Belgesellere bakınca, Yüce Yaradan’ın mide sevgisini zorunlu hale getirdiği görülüyor. Onun öngörüsünü tartışmamız imkânsız, kim bilir, belki üreme kontrolü sağlamak için belkide bu sayede bazılarının beslenip yaşayabilmesi içindir. Gezen canlılar açlığını, farklı değerlerde de olsa aklını, sezgisini kullanıp avlanarak giderir. Bazıları sınırlı avlanır ama bazıları hoyratça avlanıp, aç gözünü bile doyuramaz.
Olanlar, sadece güçlü güçsüz meselesi de değil, daha çok akıllı akılsız meselesidir. Örneğin, gücü mandanın yarısı kadar olan bir aslan, tek başına mandayı etkisiz hale getirmeyi başarır. Şayet başaramazsa, bir şekilde diğer arkadaşlarını yardıma çağırır. Ama mandalar, arkadaşları gırtlaklanırken bön bön bakar ve yardımına gitmezler. Daha doğrusu akıl edemezler ve dayanışmayı beceremezler.

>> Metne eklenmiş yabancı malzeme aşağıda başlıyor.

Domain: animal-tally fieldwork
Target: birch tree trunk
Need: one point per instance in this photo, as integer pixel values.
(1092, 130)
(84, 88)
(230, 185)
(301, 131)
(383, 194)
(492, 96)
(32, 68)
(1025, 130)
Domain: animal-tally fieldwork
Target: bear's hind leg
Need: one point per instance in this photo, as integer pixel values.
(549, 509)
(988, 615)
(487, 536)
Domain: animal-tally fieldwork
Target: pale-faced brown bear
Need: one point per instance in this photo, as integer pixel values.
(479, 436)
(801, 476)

Yüce Yaradan, akıl yönünden insanlara çok cömert davranmıştır. Gezen canlıların en donanımlısı ve en akıllısıdırlar. Akıl ve dayanışma farkıyla aileler devletler kurar ama bencilleri tarafından, az akıldakiler ile iyi niyetlileri istismar edilir. Yani sade vatandaşın kaderi, şeytanca olanların kulu kölesi olmakla sonuçlanır.
Biraz da şeytancalar’dan söz edelim. Böyle nitelemekten amacım aşağılamak ya da hakaret etmek değildir. Halkımız arasında çok akıllı insanlara “şeytan gibi” denmez mi? Tarikat ve cemaatçilerin en yaygın özelliği, olabildiğince din satarak, yani Tanrı ile kul arasında olarak, hiç üretmeden krallar gibi tüketen olurlar. Az akıllı olanlar da, alın terleri ile akıllıları beslerler. Politikacıları unutmayalım, onlar süper akıllıdır. Akıllıları kullanıp, az akıllıların oyları ile sandıktan çıkarlar.

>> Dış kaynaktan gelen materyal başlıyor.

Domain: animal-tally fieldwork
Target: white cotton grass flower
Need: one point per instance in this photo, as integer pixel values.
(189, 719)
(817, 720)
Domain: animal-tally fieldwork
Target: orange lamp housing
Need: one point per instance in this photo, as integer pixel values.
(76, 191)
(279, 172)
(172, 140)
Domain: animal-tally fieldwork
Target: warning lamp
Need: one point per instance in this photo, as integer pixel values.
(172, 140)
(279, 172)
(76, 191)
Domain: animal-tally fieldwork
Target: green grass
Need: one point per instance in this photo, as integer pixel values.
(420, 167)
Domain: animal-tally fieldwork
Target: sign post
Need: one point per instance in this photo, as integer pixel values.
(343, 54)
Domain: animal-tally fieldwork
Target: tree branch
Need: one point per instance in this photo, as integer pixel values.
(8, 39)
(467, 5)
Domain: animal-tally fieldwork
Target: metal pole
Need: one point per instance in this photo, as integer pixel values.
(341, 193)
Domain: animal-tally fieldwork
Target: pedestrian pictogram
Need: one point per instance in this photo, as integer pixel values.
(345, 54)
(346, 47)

Televizyon ve benzeri yayın organlarının değişmez simaları politikacılar ve paparazzilerdir. Ömür boyu millet parası ve sevgisi ile beslenen paparzzi, hep sütün kaymağını ister. Kaymak peynire düşünce, millet illet olur ve politikacılara yanaşıp yeniden kaymak aranır. Bu, paparazzi’nin mide sevgisidir.

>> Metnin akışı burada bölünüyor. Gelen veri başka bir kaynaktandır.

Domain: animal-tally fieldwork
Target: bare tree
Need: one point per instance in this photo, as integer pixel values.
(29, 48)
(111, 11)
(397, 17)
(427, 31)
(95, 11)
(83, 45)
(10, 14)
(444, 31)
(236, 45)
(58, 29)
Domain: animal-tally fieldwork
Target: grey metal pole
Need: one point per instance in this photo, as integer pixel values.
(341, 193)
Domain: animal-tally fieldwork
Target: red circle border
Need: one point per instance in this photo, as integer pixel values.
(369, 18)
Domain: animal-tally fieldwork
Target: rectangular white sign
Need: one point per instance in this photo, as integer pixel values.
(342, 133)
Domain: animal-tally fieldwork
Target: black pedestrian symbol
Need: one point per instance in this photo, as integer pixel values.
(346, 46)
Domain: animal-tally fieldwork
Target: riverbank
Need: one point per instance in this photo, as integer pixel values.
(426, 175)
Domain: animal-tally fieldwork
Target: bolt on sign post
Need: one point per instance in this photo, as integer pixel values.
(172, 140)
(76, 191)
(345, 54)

Politikacı seçilip koltuklara oturunca, en büyük benim ve her şey benim istediğim gibi olacak diye tutturur. İş hak dağıtmaya gelince kendilerine biner biner, halka birer birer olur. Seçim zamanı her şey halk içinle başlar ama farklı tercih olursa, karınlarını doyuruyorum ama oy alamıyorum olur. Buda, politikacının mide sevgisidir.